Background
Conceived by Change Initiatives, a Kolkata based NGO in the state of West Bengal in India, Nabanna Information Network for Rural Women is an initiative developed with the support of UNESCO in 2002. In early 2003 after field visits and research among local women, the Baduria Municipality came on board as a partner. In-depth research fed into building and organising the network through group discussions, interviews, home visits, training and testing. A small ICT facility was established in April 2003; a second smaller facility in November 2003. Two further centres are planned.
Concept
Women in areas like Baduria do not have structured local communication networks that promote access to information or provide spaces for sharing information and knowledge. Nabanna is about building a community network.
It seeks to empower poor women through providing them with access to tools to help them achieve greater access to information and skills development. The network allows individual women with direct access to share their knowledge and skills with others who do not. By combining technological and social networks Nabanna is designed to reach a large number of women and provide effective local collection and diffusion of information and knowledge.

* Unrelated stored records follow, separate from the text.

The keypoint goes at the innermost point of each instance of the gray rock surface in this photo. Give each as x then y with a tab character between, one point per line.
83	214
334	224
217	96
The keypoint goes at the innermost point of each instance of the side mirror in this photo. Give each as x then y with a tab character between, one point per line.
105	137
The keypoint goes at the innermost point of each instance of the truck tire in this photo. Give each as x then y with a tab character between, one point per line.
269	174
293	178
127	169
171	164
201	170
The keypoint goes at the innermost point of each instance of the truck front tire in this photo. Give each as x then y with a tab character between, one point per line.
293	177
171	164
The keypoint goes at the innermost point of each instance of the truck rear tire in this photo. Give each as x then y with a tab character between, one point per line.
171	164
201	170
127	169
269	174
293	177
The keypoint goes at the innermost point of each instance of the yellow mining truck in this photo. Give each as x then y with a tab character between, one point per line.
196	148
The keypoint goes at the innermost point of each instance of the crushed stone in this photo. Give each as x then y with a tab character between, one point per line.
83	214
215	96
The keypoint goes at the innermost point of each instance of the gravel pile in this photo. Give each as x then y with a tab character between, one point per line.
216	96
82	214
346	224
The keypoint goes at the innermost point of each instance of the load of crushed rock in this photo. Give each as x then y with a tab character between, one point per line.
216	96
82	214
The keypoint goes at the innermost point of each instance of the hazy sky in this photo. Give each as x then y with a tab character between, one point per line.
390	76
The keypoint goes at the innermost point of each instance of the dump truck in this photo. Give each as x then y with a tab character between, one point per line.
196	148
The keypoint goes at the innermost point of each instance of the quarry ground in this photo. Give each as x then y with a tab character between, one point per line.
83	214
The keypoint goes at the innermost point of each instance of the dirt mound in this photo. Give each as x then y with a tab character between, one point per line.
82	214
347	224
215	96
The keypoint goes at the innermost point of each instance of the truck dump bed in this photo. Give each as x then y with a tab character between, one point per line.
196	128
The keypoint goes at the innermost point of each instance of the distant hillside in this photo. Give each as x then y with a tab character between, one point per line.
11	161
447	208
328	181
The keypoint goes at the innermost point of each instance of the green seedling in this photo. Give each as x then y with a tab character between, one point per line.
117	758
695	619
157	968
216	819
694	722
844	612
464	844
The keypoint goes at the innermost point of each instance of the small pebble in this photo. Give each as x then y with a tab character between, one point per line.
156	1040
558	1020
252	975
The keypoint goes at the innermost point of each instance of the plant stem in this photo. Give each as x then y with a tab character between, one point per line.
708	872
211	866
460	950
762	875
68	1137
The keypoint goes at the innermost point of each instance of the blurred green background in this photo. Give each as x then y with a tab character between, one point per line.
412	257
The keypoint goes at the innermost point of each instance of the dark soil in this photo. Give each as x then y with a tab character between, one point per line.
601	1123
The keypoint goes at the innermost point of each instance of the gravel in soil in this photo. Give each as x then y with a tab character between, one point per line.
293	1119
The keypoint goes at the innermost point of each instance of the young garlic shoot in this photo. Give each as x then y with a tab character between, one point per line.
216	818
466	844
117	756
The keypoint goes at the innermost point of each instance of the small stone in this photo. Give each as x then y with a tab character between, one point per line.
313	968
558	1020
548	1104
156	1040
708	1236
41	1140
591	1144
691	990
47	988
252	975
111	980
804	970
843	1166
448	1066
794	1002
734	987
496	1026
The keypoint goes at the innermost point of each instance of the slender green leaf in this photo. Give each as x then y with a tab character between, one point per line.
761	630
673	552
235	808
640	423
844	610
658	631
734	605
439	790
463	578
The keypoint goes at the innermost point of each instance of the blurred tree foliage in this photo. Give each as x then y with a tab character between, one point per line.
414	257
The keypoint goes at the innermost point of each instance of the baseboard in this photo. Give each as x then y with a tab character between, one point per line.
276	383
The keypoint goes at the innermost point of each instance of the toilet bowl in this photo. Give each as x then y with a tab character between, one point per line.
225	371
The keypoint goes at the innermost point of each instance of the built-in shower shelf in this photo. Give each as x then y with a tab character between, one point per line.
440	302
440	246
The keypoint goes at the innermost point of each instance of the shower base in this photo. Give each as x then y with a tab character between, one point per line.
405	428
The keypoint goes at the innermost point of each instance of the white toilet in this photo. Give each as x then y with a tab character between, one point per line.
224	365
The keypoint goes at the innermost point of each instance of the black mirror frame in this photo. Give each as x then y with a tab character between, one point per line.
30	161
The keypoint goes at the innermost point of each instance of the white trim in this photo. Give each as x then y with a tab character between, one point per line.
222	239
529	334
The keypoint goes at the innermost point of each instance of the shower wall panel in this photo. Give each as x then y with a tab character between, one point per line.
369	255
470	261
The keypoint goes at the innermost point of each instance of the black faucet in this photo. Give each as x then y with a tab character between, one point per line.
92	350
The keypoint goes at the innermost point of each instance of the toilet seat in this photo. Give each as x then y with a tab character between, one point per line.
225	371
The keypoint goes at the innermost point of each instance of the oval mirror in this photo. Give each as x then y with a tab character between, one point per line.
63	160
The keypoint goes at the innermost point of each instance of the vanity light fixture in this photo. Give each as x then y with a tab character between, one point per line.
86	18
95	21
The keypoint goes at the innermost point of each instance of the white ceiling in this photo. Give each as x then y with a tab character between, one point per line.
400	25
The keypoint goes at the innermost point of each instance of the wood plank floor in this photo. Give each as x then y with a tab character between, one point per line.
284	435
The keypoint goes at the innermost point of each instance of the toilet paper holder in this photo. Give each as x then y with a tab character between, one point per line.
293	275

The network enables the women to plan and create content - trawled from the internet or locally created - discuss it and exchange it with other women through off-line group and media activities and through an emerging online space. Nabanna is exploring new ways to use content management systems and databases, intranet portals and web-based partnerships in Bengali - the local language in Baduria.
Location
Baduria is a 134-year old municipality situated around the river Icchamoti in North 24 Parganas district of West Bengal, India. The centre of the municipality lies some fifty kilometres west of Kolkata. In an unusual configuration that has been significant in Nabanna's work, the municipality is made up of four distinct areas, separated physically and structurally by panchayat (village) lands. Most parts of the municipality appear more 'rural' than 'urban' in character. The municipality has been divided into 17 wards. Each ward in turn comprises up to 10 neighbourhoods. Thus it is a large area with a total population of 47,388.